In this study, the Gini Simpson Index was calculated with “vegan 2.6.4” R package, while Clonality was calculated with “entropy 1.3.1” R package. We calculated the Gini Simpson Index to assess the diversity of TCR clones for a given group of cells, and clonality was used to measure T cell expansion. Higher Gini Simpson Index indicates a richer diversity of corresponding TCRs. Higher TCR clonality indicated that corresponding TCRs were more clonally expanded. If there was a singleton TCR, we defined the TCR clonality as 0; while a single TCR species with multiple copies was assigned a TCR clonality of 1. These approaches provided a quantitative measure of TCR repertoire dynamics within the studied populations.

RNA velocyto

The sequencing mapped BAM format file generated by the BD Rhapsody data processing pipeline was pre-processing using samtools 1.15.1 to replace the “MA:Z:” to “UB:Z:” before running the velocyto. The produced loom format file was then analyzed with scVelo v0.2.5 module in Python (version 3.9.11). RNA Velocity41 was calculated and Pseudotime was estimated based on it. The (PAGA)42 was used to deduce the trajectory of cell development for the given group of cells.

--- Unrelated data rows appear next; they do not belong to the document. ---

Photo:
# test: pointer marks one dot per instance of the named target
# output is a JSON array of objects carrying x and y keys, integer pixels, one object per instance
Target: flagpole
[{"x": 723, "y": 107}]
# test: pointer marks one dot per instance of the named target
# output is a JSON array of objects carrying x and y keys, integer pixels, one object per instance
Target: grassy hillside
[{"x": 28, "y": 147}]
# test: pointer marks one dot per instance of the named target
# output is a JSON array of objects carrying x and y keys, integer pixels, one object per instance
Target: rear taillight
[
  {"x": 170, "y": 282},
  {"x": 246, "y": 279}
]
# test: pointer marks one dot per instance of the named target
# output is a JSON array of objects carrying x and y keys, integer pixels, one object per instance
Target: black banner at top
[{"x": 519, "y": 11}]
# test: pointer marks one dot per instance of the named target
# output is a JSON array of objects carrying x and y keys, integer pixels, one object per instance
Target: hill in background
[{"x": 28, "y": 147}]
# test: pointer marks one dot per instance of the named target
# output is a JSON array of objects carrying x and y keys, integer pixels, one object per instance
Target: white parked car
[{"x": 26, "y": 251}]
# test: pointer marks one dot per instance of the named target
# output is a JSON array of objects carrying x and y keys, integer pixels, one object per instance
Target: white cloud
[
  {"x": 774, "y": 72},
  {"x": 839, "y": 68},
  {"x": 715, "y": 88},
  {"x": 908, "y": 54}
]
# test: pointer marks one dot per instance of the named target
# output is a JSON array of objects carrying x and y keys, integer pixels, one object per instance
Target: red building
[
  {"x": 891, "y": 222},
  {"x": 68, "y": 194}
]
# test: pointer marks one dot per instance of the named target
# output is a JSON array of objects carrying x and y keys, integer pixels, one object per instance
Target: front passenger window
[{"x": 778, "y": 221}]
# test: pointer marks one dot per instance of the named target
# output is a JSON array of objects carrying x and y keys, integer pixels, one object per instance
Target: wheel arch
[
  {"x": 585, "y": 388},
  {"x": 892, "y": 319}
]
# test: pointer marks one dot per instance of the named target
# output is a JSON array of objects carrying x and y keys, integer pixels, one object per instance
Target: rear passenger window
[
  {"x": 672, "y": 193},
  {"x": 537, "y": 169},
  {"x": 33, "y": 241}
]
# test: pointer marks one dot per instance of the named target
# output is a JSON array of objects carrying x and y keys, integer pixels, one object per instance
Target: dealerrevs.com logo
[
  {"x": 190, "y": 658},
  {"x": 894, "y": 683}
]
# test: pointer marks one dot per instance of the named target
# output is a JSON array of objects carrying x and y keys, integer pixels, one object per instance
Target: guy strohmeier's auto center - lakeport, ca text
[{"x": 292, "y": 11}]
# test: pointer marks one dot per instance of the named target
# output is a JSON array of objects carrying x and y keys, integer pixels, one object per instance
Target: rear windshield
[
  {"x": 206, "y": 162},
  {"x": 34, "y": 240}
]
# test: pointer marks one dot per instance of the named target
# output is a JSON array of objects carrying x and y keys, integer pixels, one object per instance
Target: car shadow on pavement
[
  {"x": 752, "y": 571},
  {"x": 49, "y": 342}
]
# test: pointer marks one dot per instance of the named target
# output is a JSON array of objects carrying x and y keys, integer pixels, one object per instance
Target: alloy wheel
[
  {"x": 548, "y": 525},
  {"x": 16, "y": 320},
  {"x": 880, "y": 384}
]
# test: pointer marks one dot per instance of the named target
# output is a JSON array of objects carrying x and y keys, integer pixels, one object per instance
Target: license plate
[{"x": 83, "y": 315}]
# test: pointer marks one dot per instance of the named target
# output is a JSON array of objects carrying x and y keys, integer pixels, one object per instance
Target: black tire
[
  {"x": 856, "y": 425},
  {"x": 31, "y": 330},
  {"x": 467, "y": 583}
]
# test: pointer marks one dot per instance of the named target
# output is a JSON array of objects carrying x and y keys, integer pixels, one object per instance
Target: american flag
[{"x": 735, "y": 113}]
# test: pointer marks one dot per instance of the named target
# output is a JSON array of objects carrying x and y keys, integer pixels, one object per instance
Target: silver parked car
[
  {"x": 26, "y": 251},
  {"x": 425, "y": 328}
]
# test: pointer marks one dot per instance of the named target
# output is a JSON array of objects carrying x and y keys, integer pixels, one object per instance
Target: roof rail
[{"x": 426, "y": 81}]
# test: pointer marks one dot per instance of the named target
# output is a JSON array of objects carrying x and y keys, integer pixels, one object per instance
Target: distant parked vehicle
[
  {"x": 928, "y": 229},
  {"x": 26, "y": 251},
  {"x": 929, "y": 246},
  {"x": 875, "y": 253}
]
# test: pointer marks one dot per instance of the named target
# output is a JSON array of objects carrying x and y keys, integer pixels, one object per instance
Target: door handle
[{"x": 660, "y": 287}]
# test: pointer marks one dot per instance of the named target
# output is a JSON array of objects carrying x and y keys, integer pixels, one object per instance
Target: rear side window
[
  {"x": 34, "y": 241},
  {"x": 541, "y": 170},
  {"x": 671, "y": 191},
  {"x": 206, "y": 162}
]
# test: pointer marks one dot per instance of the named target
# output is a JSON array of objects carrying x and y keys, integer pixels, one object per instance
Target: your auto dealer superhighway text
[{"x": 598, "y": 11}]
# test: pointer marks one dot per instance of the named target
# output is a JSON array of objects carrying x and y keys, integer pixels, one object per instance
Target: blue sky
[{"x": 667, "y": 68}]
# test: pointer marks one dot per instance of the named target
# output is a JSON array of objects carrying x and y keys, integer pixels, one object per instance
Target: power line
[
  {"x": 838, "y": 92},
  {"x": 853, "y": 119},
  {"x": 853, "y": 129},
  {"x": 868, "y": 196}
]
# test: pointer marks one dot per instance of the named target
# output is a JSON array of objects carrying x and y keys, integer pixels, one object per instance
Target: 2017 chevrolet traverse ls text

γδT17 cell expansion culture and adoptive transfers

Spleen cells from IL17-GFP mice were cultured as previously described17. For detailed operations, see Supplemental Methods in the Supplementary Information. On day 9, γδT17 cells were harvested and purified via FACS. The collected cells were washed twice and resuspended in PBS, and 2 × 106 cells were intravenously injected into Tcrd-/- mice. A solvent control group (PBS injection only) was also established. After confirming no procedural errors within 24 h, the mice were transferred to a smoke exposure box for exposure.

Statistical analysis

All statistical analyses were performed using GraphPad Prism 9.5.0 software. Two-sided unpaired Student’s t-test was used to analyze differences in the mean values between groups. The Mann–Whitney test was used to compare the central tendencies of the two groups (mean or median). One-way ANOVA was used to compare differences among multiple groups when data followed a normal distribution, whereas the non-parametric Kruskal–Wallis test was applied for data that did not meet this assumption. In some cases, P values were transformed into Q values were calculated using Storey FDR procedure. In case of multiple comparisons, P values were adjusted using the Bonferroni corrections. Significant values (P < 0.05) are indicated for all figures where relevant.

Reporting summary

Further information on research design is available in the Nature Portfolio Reporting Summary linked to this article.